Building your capacity in martial arts to a high level takes a tremendous amount of purposeful practice. Yet, finding that time in our busy lives can be difficult. One thing that has helped me is recognizing that there are many moments in my life where I can give a little attention to my martial arts and that giving many small moments to martial arts can be very impactful in my life as a whole.

Waiting for the Bus

Posture is a central part of effective martial movement and healthy life movement. Having a tall spine, neutral shoulders, head up and proud, and your body relaxed but “stacked”. Building the alignment of your body promotes positive joint health and allows for efficient and powerful movement. Every moment you put into building your postural stability and your capacity to move in a healthy manner pays both life and martial dividends.
When I’m walking up the stairs I’m practicing my combative lunge. I focus on knee alignment and engagement of my glutes as I press my body up to the next step. When I’m walking down the street I seek to keep my feet aligned forward, traveling through my whole foot as I step, keeping myself tall, chest forward, shoulders back. This is the way I want my foot to align and my weight to travel when I’m launching through a powerful step in a longsword cut.
When I pause to wait for the bus there’s a moment to become aware of groundedness, alignment in standing, or even to practice a martial posture—if you’re not worried about looking goofy. One of my students proudly proclaimed to me that his rapier stance allowed him to keep balanced on a long train trip where he was trapped in the middle of an aisle with no handles to grab.
There is more time to practice healthy alignment on the street than you’ll ever be able to make in the school.

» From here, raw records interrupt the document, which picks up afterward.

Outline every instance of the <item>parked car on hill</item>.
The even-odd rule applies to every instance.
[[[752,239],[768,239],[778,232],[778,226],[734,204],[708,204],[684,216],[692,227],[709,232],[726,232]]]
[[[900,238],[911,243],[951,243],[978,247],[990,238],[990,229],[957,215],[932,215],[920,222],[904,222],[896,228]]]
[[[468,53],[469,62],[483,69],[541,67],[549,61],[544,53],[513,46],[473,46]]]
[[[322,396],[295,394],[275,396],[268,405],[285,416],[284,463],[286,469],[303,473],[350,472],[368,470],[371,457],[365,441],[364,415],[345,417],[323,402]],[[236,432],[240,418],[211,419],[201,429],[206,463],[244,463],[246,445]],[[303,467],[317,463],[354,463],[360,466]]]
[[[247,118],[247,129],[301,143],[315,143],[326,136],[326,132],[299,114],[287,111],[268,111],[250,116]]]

Combative Stress & Life Stress

My most profound experiences in martial arts have felt like movement meditations, and my non-martial meditation practice has made me a more relaxed and effective martial artist.
Approaching combat in a more relaxed manner as work, play, and collaborative interaction is a tremendously powerful way to promote the ability to stay present through complex actions. Mindfulness and focused relaxation protects you from frustration, over-tension (which leads to chasing in parries and chasing lost or false opportunities), or giving up too early—all significant detriments in sparring.
And the reverse is also true. Learning to be mindful and relaxed during the stresses of combat can have a meaningful impact on how you face stress in all areas of your life. Whether that is arguments, work frustrations, or the myriad of non-combative conflicts life presents. Swordplay might be the most interesting partnered yoga practice you can engage in.
Every moment of your martial arts practice can be a moment for life practice and many moments in everyday life are a time for martial practice.
Good training and good living everyone.